Selon une étude consommateurs publiée par Mastercard(2), plus de la moitié (51%) des Français recourt moins aux espèces depuis la pandémie. De même, 64% des Européens (57% des consommateurs français) affirment qu'il s'agit désormais de leur mode de paiement préféré en magasin. En France et au Royaume-Uni, le plafond passe de 30 à 50 euros (ou équivalent), tandis que la Suisse l'élève de 40 à 80 francs (37 à 75 euros). Le risque, en cas d'usage frauduleux, est assumé par Visa ou Mastercard, et non par l'e-marchand. Le cumul de paiement avant de devoir réaliser une transaction avec contact demeure à 150 euros en France. Autre méthode sans contact plébiscitée, les titres repas électroniques autorisent désormais une dépense de 38 euros journaliers, contre 19 auparavant.

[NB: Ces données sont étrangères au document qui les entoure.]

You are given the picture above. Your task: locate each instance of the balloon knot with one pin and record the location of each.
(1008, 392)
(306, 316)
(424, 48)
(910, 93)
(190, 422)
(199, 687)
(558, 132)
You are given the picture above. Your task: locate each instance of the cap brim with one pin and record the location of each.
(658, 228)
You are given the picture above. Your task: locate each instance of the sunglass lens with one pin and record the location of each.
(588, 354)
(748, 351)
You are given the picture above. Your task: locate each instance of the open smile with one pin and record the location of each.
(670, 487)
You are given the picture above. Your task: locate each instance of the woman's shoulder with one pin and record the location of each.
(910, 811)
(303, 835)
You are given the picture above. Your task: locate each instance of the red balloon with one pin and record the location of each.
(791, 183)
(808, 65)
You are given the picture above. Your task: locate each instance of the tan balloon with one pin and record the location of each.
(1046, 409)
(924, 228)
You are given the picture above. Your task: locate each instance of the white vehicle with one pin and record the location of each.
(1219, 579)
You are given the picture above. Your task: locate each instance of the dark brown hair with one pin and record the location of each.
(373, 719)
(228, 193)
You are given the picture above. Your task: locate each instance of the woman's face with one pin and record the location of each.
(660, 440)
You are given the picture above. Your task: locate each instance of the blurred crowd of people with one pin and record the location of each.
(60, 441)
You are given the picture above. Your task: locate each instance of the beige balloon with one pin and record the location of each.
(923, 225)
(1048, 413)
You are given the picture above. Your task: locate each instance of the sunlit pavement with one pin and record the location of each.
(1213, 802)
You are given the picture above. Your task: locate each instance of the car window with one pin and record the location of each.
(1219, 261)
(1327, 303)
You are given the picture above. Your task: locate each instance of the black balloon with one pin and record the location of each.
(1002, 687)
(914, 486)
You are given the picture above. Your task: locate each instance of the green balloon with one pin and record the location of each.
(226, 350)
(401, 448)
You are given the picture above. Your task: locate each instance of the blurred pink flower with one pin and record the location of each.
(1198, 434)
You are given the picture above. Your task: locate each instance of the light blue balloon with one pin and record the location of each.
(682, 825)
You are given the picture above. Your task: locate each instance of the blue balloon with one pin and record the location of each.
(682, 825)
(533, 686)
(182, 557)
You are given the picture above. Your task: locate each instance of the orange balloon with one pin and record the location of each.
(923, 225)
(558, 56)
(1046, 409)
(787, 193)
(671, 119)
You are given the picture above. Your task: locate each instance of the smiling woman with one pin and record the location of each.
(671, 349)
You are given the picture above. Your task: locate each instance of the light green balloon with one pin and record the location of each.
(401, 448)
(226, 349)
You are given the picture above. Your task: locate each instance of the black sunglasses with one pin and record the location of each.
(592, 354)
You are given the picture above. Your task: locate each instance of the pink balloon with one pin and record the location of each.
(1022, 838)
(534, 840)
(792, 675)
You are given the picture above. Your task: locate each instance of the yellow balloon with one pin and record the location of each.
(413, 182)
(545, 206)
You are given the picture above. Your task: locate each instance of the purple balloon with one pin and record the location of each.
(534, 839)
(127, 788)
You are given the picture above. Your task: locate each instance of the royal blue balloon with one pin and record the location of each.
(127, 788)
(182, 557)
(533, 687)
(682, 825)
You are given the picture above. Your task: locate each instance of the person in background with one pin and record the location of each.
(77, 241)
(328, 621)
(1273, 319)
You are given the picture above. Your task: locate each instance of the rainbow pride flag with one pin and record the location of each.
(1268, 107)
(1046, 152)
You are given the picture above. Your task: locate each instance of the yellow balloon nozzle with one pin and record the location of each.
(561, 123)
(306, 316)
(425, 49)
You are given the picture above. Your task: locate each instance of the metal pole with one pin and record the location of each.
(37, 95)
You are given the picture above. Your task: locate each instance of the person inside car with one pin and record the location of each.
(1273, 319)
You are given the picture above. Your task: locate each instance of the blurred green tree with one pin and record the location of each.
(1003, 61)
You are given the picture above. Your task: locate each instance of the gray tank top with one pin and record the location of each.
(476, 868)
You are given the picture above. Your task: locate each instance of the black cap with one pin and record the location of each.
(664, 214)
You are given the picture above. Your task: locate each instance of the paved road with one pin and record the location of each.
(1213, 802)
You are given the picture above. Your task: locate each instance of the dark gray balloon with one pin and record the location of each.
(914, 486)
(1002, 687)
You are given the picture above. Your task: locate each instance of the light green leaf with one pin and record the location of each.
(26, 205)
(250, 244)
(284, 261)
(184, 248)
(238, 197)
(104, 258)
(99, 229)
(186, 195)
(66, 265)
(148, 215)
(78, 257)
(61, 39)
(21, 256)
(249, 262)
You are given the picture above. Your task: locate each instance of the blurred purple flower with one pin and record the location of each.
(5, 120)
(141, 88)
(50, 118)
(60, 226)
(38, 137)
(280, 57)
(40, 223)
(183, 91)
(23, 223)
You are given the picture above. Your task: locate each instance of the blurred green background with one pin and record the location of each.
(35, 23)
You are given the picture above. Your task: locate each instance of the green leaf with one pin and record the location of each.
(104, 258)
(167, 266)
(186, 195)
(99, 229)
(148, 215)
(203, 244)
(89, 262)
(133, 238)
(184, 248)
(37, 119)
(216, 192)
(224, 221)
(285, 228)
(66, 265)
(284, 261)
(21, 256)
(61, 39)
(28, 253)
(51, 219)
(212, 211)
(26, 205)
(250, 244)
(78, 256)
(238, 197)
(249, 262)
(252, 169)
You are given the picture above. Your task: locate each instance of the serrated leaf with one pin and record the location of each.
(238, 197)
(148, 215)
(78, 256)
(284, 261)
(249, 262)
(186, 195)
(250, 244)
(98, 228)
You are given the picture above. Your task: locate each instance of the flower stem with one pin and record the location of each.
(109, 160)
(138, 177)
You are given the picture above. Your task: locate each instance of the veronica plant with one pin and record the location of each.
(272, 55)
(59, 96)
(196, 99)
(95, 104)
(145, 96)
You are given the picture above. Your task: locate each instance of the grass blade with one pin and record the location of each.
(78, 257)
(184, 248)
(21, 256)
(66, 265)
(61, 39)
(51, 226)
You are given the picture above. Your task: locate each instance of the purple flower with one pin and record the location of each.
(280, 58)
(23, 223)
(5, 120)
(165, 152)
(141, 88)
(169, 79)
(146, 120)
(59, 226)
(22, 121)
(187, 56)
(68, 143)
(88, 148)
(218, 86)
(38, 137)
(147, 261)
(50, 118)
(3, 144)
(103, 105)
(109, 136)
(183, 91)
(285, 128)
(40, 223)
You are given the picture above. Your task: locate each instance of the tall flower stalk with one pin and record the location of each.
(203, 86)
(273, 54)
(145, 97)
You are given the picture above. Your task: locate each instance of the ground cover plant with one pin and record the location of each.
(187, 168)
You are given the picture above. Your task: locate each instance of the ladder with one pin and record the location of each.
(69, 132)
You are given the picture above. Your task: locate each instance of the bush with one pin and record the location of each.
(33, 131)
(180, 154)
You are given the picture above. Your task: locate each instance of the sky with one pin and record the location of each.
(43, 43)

Du côté des prestataires de paiement, il est devenu urgent d'élaborer de solutions dédiées à la mobilité pour leurs clients retailers: "Plusieurs d'entre eux possédaient seulement des terminaux de paiement sur un comptoir, nous en avons équipé certains gratuitement d'un terminal mobile", indique Frédéric Loos (Worldline Global). L'entreprise, à l'origine du rachat de la société cotée en Bourse Ingenico (spécialisé dans les terminaux de paiement en magasin), annoncé au mois de février et prévu après l'été, devrait ainsi se renforcer sur le service aux retailers physiques et aux banques.

Une avancée concurrencée par le paiement mobile, développé par les banques. En effet, selon Le Parisien/Aujourd'hui en France, BNP Paribas, en partenariat avec Thales, devrait être la première banque française à déployer une solution permettant de s'affranchir du plafond de 50 euros. Les nouvelles cartes nécessiteront que le client s'identifie via son empreinte digitale avant de réaliser le paiement. 10000 cartes devraient être émises à l'automne.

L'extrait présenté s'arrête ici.